In 2015, the United Nations identified equitable, high-quality education, including the achievement of literacy and numeracy by all youth and a substantial proportion of adults, both men and women, as one of its global Sustainable Development Goals to be attained by 2030. To analyze education policies such as these, it is critically important to monitor trends in educational outcomes over time. Indeed, as educational systems around the world face new challenges due to the COVID-19 pandemic, monitoring trends in educational outcomes could help identify the long-run impact of this unprecedented health crisis on global education.
The purpose of this project is to develop probabilistic forecasting methodologies to model country-level trends in literacy and numeracy outcomes. Kaplan will concentrate on gender gaps in literacy and numeracy with a particular focus on forecasting the impact of COVID-19 on these trends.

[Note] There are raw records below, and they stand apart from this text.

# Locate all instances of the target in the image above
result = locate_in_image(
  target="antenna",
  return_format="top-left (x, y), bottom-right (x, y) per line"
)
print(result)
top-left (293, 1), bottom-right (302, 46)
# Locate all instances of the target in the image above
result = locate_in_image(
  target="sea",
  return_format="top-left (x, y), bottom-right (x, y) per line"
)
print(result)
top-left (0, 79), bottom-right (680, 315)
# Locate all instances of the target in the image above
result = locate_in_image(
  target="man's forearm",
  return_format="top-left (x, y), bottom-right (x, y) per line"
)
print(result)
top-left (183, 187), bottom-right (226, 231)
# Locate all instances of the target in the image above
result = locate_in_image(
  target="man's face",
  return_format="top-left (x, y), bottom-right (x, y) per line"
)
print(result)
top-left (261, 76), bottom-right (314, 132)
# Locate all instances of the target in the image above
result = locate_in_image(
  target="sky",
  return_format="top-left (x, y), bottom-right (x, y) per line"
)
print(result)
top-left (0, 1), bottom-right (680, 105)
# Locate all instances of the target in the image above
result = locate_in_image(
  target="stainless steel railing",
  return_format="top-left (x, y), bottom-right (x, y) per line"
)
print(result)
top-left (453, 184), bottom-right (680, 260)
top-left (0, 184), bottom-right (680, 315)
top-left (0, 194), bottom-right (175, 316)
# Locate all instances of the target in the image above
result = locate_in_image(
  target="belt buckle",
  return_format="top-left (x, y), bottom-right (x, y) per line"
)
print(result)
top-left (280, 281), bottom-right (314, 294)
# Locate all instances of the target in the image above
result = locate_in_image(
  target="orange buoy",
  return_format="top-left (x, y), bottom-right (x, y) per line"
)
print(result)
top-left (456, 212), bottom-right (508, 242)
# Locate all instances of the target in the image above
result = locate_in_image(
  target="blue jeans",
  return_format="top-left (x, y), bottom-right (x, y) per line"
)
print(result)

Borrowing tools from economic forecasting and weather forecasting, and leveraging data from the OECD, World Bank, and the UN, Kaplan will adopt a Bayesian inferential framework to address uncertainty at all levels of the modeling process and develop an application software package that will allow policymakers to test models under varying initial conditions of the trend lines as well as to assess the predictive utility of these models.
The co-principal investigator on this project is Professor Nina Jude, the director of the Institut für Bildungswissenshaft (Institute for Education Science) and head of the Department for National and International Education Studies at the University of Heidelberg. Jude is an internationally recognized authority on policy and design issues associated with international large-scale assessments, and she will be responsible for the substantive and policy-oriented focus of this work.